The most feasible solution to the bridging the human resource challenges in India is to be self-sufficient in health worker needs. This need not mean that one must simply increase production (though this can be a solution), but there are several possibilities of doing more with the health workforce that we have. These alternatives include:

  • Task shifting in which tasks/duties performed by one cadre of health worker are shifted to another cadre(e.g. nurses providing primary care services instead of doctors).
  • Multi-skilling (e.g. nurses/paramedical staff become skilled in primary care)
  • Alternative cadres of health workers (AYUSH physicians, 3-year doctors)
  • Making underserved areas more attractive for service through monetary and non-monetary incentives.

Should India undertake planned export of health workforce?

India presently has the largest number of young persons in the world and will continue to maintain a young demographic profile over the next four decades. It has the potential to contribute to the expansion of the workforce in many sectors, not only within the country but also globally. Such a potential exists for the health workforce too. Two types of external markets can be supplied, with varying demands of skill sets. Developed countries may prefer to import highly skilled professionals, suitable for employment in their sophisticated and technology intensive health care settings. Less developed countries may require health professionals trained for delivering health care in low resource settings.

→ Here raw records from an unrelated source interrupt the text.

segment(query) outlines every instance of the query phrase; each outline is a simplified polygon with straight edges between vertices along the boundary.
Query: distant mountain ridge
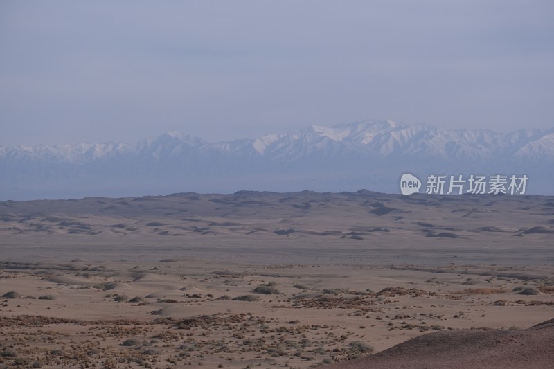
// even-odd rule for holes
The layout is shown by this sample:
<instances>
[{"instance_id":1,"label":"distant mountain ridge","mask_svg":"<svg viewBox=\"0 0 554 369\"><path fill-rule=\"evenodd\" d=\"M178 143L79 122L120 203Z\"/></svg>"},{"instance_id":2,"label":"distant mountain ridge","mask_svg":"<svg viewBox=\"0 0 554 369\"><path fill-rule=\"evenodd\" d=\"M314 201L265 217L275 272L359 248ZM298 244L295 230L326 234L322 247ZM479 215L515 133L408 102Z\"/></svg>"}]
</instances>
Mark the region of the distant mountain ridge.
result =
<instances>
[{"instance_id":1,"label":"distant mountain ridge","mask_svg":"<svg viewBox=\"0 0 554 369\"><path fill-rule=\"evenodd\" d=\"M145 193L361 188L395 192L393 179L399 171L447 170L445 174L453 174L536 172L531 179L542 193L553 164L554 129L501 134L365 120L215 143L167 132L134 144L0 146L0 197L26 197L28 190L35 196L41 188L47 197L77 193L76 188L102 195L124 195L125 188Z\"/></svg>"}]
</instances>

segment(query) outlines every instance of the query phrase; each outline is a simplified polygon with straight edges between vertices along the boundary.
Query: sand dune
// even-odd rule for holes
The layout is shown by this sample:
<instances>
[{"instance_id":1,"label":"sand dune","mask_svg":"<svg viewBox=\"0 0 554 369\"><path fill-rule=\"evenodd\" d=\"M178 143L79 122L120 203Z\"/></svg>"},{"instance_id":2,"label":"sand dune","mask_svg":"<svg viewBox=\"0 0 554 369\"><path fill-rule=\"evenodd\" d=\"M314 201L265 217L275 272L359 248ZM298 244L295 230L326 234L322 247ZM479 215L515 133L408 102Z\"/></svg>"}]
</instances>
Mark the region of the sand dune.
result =
<instances>
[{"instance_id":1,"label":"sand dune","mask_svg":"<svg viewBox=\"0 0 554 369\"><path fill-rule=\"evenodd\" d=\"M554 366L554 319L527 330L429 333L328 369L545 369Z\"/></svg>"}]
</instances>

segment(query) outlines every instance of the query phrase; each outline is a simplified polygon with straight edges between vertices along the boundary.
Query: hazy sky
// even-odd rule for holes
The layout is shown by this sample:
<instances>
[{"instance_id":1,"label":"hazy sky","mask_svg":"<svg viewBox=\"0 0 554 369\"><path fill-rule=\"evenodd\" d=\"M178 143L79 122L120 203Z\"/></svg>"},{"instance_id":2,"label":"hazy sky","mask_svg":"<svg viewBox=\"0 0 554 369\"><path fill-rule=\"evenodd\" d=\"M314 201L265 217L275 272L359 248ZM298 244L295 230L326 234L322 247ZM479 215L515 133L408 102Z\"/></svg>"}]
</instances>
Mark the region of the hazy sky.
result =
<instances>
[{"instance_id":1,"label":"hazy sky","mask_svg":"<svg viewBox=\"0 0 554 369\"><path fill-rule=\"evenodd\" d=\"M554 1L0 1L0 145L554 127Z\"/></svg>"}]
</instances>

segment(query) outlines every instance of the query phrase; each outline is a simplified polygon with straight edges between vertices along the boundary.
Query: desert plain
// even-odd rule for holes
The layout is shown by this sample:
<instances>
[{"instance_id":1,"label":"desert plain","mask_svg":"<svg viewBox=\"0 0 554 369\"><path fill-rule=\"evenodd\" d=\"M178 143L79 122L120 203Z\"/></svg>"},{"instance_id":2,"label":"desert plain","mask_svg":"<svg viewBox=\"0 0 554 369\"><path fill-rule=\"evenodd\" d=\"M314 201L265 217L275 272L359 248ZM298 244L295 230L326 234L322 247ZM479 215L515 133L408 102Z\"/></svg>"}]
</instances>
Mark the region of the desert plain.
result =
<instances>
[{"instance_id":1,"label":"desert plain","mask_svg":"<svg viewBox=\"0 0 554 369\"><path fill-rule=\"evenodd\" d=\"M5 201L0 296L0 368L458 368L402 348L554 348L526 330L554 318L554 197ZM511 367L554 360L526 350Z\"/></svg>"}]
</instances>

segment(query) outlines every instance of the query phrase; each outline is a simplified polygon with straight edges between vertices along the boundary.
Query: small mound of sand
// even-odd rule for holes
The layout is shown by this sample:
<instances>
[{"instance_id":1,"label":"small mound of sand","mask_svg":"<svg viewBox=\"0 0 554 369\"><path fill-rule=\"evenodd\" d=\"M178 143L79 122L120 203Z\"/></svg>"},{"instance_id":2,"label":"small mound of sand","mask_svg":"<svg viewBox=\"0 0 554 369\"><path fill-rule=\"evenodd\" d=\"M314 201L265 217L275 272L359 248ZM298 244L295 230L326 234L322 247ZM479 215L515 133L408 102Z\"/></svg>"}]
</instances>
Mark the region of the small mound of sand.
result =
<instances>
[{"instance_id":1,"label":"small mound of sand","mask_svg":"<svg viewBox=\"0 0 554 369\"><path fill-rule=\"evenodd\" d=\"M328 369L552 368L554 319L521 330L461 330L429 333Z\"/></svg>"}]
</instances>

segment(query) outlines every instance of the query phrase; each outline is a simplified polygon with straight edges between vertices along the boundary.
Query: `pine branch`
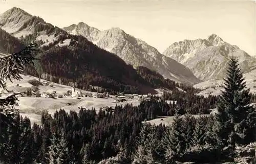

Market mechanisms alone may not be able to address this dual demand, apart from failing to correct the problem of internal maldistribution within India, for reasons elucidated above. Planned production of a potentially exportable surplus of health workers may help to streamline this process. The government could contract with developed countries, to undertake planned and externally financed production of highly skilled health professionals and use a part of the revenues for producing health workers for primary health care workers for India and other developing countries. India could also undertake training of health workers from interested low and middle income countries, within India or by establishing educational and training institutions in those countries. This too could be facilitated by a combination of planning and market mechanisms, with the Government acting both as an enabler and as a regulator. While these possibilities exist, the primary concern of India, over the next two decades, would remain the adequacy of health workforce in the domestic primary health care services.

Conclusions

It is critical that emerging market economies like India comprehensively address the human resource challenges they face for universal health care to become a reality. The poor performance of health is not only contributing to a waste in the human workforce but is also holding back economic growth. The route to health care for all from a human resources point of view, in our opinion, does not lie exclusively in the market or in the planning domain. Either approach has its benefits and limitations. Preference of one over the other should be driven by the context where the problem is occurring. This is exactly what is happening in India with different states attempting to address the human resource challenges they are facing by trying a variety of context specific market and non-market approaches. Further, India should not attempt to solve her human resource problems by poaching from less developed countries or by banning the outflow of health workers. There are several strategies which can be employed to optimize the use of existing human resources or to add to those which are currently available.